According to Justin’s Health Minister, this review will be “inclusive” and “evidence-driven.” And the result will “strengthen the act so that it meets the needs of all Canadians while continuing to displace the illicit market.” 

You can see the problem here.

Reviewing the Cannabis Act – a year late.

Reviewing the Cannabis Act

Reviewing the Cannabis Act is a year late. The Liberals said they’d do it three years after legalization. Nevertheless, it’s here. 

A couple of federal ministers announced how the Liberals would be reviewing the Cannabis Act. Like the Legalization Task Farce, there will be an “expert panel” led by retired career bureaucrat Morris Rosenberg.

Rosenberg is well-liked across the board. Everyone expects him to do a competent job.

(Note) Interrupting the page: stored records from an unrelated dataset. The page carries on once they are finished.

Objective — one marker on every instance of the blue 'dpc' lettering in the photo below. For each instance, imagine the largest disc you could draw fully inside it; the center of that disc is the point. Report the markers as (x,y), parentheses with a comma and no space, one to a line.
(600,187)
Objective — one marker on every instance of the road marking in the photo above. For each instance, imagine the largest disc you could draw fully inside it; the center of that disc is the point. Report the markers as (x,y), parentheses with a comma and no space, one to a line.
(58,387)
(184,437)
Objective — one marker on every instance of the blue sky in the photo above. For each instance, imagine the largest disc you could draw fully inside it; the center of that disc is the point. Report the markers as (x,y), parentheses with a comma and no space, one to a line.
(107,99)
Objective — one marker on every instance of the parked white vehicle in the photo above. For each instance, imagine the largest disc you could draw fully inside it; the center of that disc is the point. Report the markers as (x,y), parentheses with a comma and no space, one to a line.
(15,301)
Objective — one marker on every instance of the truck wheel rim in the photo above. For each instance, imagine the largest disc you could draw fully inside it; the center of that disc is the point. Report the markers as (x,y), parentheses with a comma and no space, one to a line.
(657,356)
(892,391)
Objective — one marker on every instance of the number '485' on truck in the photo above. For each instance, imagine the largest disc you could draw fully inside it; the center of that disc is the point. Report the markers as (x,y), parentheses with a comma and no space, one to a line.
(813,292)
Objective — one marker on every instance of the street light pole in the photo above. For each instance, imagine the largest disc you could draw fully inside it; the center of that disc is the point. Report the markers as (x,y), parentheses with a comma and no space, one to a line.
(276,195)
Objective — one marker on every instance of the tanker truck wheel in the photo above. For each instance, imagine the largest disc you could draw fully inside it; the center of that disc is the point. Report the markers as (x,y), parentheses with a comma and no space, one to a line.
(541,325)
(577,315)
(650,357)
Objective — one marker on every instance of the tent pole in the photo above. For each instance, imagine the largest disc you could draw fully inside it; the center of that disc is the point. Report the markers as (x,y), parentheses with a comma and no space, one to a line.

And he might. But any recommendations can be ignored by Justin Trudeau’s hashtag government. Reviewing the Cannabis Act may not yield any positive results for anyone.

The government hasn’t named the other members of the “expert panel.”

Confines of the Review 

Reviewing the Cannabis Act

The issue with reviewing the Cannabis Act is that the Act itself demands “dual objectives of protecting public health and maintaining public safety.”

“Public health” means more of the same political spin about cannabis’ alleged harms and impact on children and indigenous people. Interesting that the federal government needs to hold the hand of these two identity groups.

I thought children had parents and mentors who looked after them. And aren’t indigenous people free, adult human beings?

This is why Justin Trudeau’s government is a hashtag government. They care more for optics and sound bytes than substance—they fake sincerity.

And this causes real-world destruction.

Look at the amount of plastic waste the Cannabis Act has created. Combined with face masks showing up in the ocean, fertilizer mandates, and not building pipelines, Justin Trudeau’s hashtag government has been a net negative for the environment.

Justin, his cronies and supporters don’t understand that fossil fuels are necessary to transition off fossil fuels. You can’t dictate consumer demand and expect the market to follow.

This hubris is why the illegal cannabis market still exists.

The “public health” approach to cannabis prevents BC Bud from operating aboveboard.

Cutting bureaucratic red tape and refocusing legalization away from “public health” and toward a viable commercial industry needs to be done.

What Canadians choose to do with their bodies is of no concern to the federal government.

Reviewing the Cannabis Act: 18 Months Later

Reviewing the Cannabis Act is not only a year late, but they expect the “expert panel” to take 18 months to conclude.

The problem is, with the current excise tax regime, many smaller producers won’t last. 

The government hasn’t rewarded those who have tried to play by the rules.

And that’s the problem in a nutshell. If you want to displace the “black market,” you must make it worthwhile for those individuals to get licences.

But when even the large licensed producers complain about an overtly restricted regime, what incentive does BC Bud have?

Reviewing the Cannabis Act means an “expert” panel will spend 18 months and hundreds of thousands of taxpayer dollars focusing in the wrong direction.

Fortunately, alongside public health busybodies, the panel will also hear from the cannabis industry and the general public.

So there’s an opportunity to turn the tide. Direct the narrative away from concern about children, edibles, and home-growing to excise taxes and a bloated bureaucracy.

Ottawa doesn’t license craft brewers in British Columbia. It has no business doing the same for cannabis.